Bauern pfeifen auf die Regierung

Gestern demonstrierten in Warschau tausende Landwirte gegen die Wirtschaftspolitik der Regierung. Gewalttätige Zusammenstöße blieben aus  ■   Aus Warschau Gabriele Lesser

Warschau hatte sich auf die größte Bauerndemonstration aller Zeiten gefasst gemacht: 100.000 Landwirte wollten gestern in der Hauptstadt Polens gegen die Wirtschaftspolitik der Mitte-rechts-Regierung protestieren. Doch es kamen nur rund 30.000 bis 40.000. Der Grund: Nicht nur viele Warschauer befürchteten einen „schwarzen Freitag“ mit Verletzten, zerstörten Läden und Autos, sondern auch die Bauern selbst. Bei der letzten Demonstration im nordpolnischen Bartoszyce/Bartenstein hatten sie 80 Polizisten so schwer verletzt, dass sie ins Krankenhaus mussten. Die Angst vor einer weiteren Eskalation hatte die Warschauer bewogen, die Innenstadt zu meiden. In quasi sonntäglicher Ruhe, begleitet von 12.000 Polizisten, zog der dennoch riesige Demonstrationszug mit Pfiffen durch die Stadt.

Angeführt wurde er von dem radikalen Bauernführer Andrzej Lepper. Er ist populärer als Ministerpräsident Jerzy Buzek und strebt die politische Macht an. Allein in diesem Jahr hat seine Organisation „Samoobrona/Selbstverteidigung“ mit über 3.000 Straßenblockaden und mehreren Demonstrationen gegen die Regierung und insbesondere Finanzminister Leszek Balcerowcz protestiert.

Die Bauern fordern staatliche Preisgarantien für Getreide, Raps, Milch und Schweinefleisch, außerdem Importverbote für ausländische Lebensmittel oder hohe Zölle, die den einheimischen Markt vor der Überschwemmung mit Billigprodukten aus der EU schützen. Andrzej Lepper aber reicht das nicht. Er strebt nicht nur eine Änderung der Politik an, sondern des ganzen Systems. Sein Programm trägt den Titel: „Der dritte Weg“ und orientiert sich stark an China. Dort werde die Wirtschaft so privatisiert, dass die Unternehmen in nationaler Hand blieben. Die Ausländer könnten Aktienbeteiligungen nur bis 49 Prozent erwerben, sodass die Kontrolle über die Wirtschaft und das Kapital im Lande bleibe.

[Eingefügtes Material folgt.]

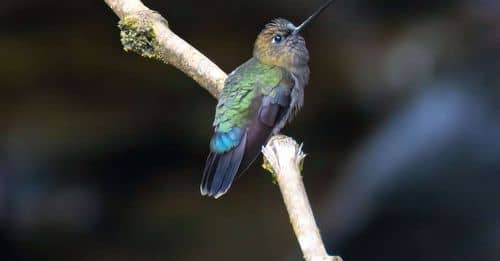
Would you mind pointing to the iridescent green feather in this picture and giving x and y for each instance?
(242, 86)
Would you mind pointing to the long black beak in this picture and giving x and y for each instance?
(308, 20)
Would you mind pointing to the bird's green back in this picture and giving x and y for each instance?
(242, 86)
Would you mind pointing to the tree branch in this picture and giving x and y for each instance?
(283, 157)
(146, 32)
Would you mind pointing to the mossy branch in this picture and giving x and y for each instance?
(146, 32)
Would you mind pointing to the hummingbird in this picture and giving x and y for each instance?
(258, 99)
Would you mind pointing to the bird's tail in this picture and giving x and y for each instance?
(221, 169)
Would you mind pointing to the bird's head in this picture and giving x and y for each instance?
(280, 43)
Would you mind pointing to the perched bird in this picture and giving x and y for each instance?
(258, 99)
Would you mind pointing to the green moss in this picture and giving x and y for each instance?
(138, 37)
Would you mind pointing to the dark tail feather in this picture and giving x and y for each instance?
(220, 170)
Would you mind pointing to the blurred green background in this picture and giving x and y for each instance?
(101, 152)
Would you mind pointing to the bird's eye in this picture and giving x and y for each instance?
(277, 38)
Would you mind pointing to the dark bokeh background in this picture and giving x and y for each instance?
(101, 152)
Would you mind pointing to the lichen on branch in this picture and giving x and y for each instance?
(138, 36)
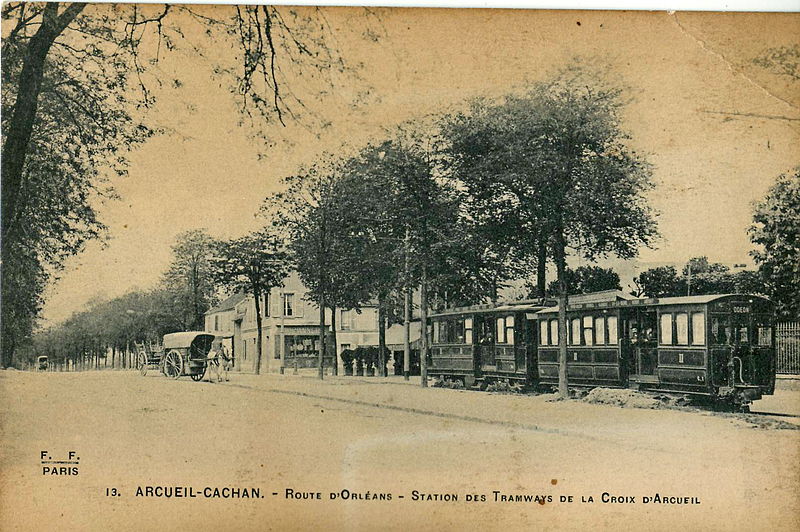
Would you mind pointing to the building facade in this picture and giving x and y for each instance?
(290, 329)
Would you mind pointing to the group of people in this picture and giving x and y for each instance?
(219, 361)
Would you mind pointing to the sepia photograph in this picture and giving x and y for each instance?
(274, 267)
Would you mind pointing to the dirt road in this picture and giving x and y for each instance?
(520, 457)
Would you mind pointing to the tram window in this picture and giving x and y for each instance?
(743, 336)
(765, 336)
(682, 328)
(698, 328)
(600, 330)
(588, 330)
(666, 329)
(612, 330)
(501, 330)
(576, 331)
(720, 330)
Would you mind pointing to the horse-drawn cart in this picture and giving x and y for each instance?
(182, 353)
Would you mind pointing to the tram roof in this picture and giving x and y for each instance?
(530, 305)
(651, 302)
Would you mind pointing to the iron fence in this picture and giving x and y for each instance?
(787, 338)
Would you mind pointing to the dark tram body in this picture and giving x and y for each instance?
(721, 346)
(482, 343)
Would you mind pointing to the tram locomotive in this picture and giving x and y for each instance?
(718, 346)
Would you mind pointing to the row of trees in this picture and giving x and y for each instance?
(457, 205)
(78, 81)
(201, 270)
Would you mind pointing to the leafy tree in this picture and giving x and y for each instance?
(776, 232)
(557, 153)
(662, 281)
(188, 279)
(76, 81)
(588, 279)
(309, 210)
(409, 222)
(253, 264)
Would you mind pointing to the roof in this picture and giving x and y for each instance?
(396, 333)
(522, 305)
(655, 302)
(183, 339)
(602, 295)
(228, 303)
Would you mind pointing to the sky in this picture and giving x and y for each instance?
(717, 128)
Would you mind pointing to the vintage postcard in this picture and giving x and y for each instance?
(363, 268)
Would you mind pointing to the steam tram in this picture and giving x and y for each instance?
(718, 346)
(483, 343)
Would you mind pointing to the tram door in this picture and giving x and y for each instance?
(741, 349)
(525, 350)
(640, 342)
(485, 327)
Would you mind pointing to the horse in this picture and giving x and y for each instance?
(219, 361)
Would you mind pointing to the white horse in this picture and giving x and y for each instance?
(219, 361)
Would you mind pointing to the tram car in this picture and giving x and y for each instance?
(718, 346)
(484, 343)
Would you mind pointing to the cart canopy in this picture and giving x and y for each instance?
(187, 339)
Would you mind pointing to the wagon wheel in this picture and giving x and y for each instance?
(199, 376)
(141, 363)
(173, 365)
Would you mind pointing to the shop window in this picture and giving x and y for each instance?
(765, 336)
(501, 330)
(612, 330)
(600, 330)
(588, 330)
(554, 332)
(265, 304)
(288, 305)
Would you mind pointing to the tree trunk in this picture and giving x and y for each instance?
(423, 317)
(541, 269)
(406, 310)
(321, 350)
(560, 259)
(381, 336)
(406, 333)
(259, 332)
(333, 339)
(20, 126)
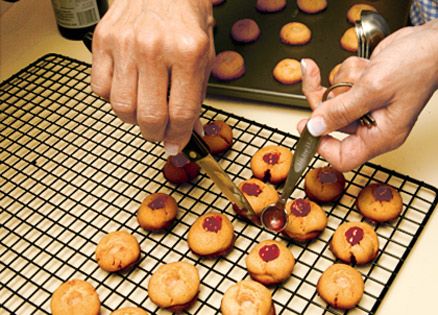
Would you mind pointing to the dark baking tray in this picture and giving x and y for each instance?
(261, 56)
(71, 172)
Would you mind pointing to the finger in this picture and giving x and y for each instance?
(101, 67)
(311, 84)
(152, 109)
(187, 88)
(123, 96)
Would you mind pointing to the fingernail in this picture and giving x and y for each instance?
(303, 65)
(316, 126)
(171, 149)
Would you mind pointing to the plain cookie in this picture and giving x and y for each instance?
(75, 297)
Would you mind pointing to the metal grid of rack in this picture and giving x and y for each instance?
(72, 172)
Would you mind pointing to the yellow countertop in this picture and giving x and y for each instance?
(28, 31)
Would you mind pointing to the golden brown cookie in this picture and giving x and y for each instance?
(270, 6)
(247, 297)
(229, 65)
(341, 286)
(218, 136)
(333, 73)
(258, 194)
(117, 250)
(174, 286)
(355, 242)
(245, 31)
(379, 202)
(271, 163)
(353, 13)
(295, 33)
(324, 184)
(306, 220)
(75, 297)
(349, 40)
(179, 170)
(270, 262)
(312, 6)
(157, 212)
(211, 235)
(287, 71)
(130, 311)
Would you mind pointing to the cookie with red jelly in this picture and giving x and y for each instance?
(324, 184)
(211, 235)
(355, 242)
(379, 202)
(179, 170)
(271, 163)
(157, 212)
(218, 136)
(306, 220)
(270, 262)
(259, 194)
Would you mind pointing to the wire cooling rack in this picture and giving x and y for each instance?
(71, 172)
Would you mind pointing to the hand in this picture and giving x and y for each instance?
(144, 48)
(394, 86)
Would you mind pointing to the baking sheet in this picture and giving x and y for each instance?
(261, 56)
(71, 172)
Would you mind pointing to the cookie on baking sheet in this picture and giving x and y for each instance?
(218, 136)
(324, 184)
(245, 31)
(349, 40)
(341, 286)
(270, 262)
(157, 212)
(295, 33)
(130, 311)
(117, 250)
(306, 220)
(271, 163)
(179, 170)
(229, 65)
(211, 235)
(247, 297)
(333, 73)
(174, 286)
(258, 194)
(75, 297)
(379, 202)
(353, 13)
(287, 71)
(270, 6)
(312, 6)
(355, 242)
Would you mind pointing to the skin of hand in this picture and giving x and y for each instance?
(394, 86)
(151, 61)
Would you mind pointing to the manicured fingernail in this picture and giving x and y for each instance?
(316, 126)
(303, 65)
(171, 149)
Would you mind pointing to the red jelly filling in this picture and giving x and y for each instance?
(300, 207)
(269, 252)
(382, 193)
(271, 158)
(354, 235)
(327, 177)
(212, 129)
(251, 189)
(179, 160)
(158, 203)
(212, 223)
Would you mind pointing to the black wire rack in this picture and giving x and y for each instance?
(71, 172)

Lepper fürchtet insbesondere den Ausverkauf des Landes an die Deutschen. Sie stellen heute den größten Handelspartner Polens und haben vor kurzem Amerika als führenden Investor eingeholt. Für Lepper ist dies weder ein Erfolg noch ein Zeichen dafür, dass die Beziehungen zwischen Deutschland und Polen sich weitgehend normal entwickeln. Er meint: „Was Bismarck und Hitler mit Gewalt nicht geschafft haben, wird den Deutschen jetzt mit Samthandschuhen gereicht: Polen.“

Leppers Organisation ist innerhalb von acht Jahren auf eine halbe Million Mitglieder angewachsen. Doch für politische Furore sorgt sie erst seit knapp zwei Jahren. Längst schon gilt der Landwirt nicht nur den Bauern als Anwalt der Armen und Unzufriedenen. Im Oktober will er offiziell die Gründung eines „national-völkischen Blocks“ verkünden, in den neben der Samoobrona die linke Gewerkschaftsorganisation OPZZ sowie einige von der Solidarnosc abgesplitterte Gewerkschaften eintreten wollen. Dieser Block, so schwebt es Lepper vor, soll mit der Bauernpartei bei den nächsten Wahlen antreten. Fänden die am Sonntag statt, käme die Samobrona mit sechs Prozent in den Sejm. In Koalition mit der Bauernpartei könnte sie den Beitritt Polens zur EU nachhaltig bremsen.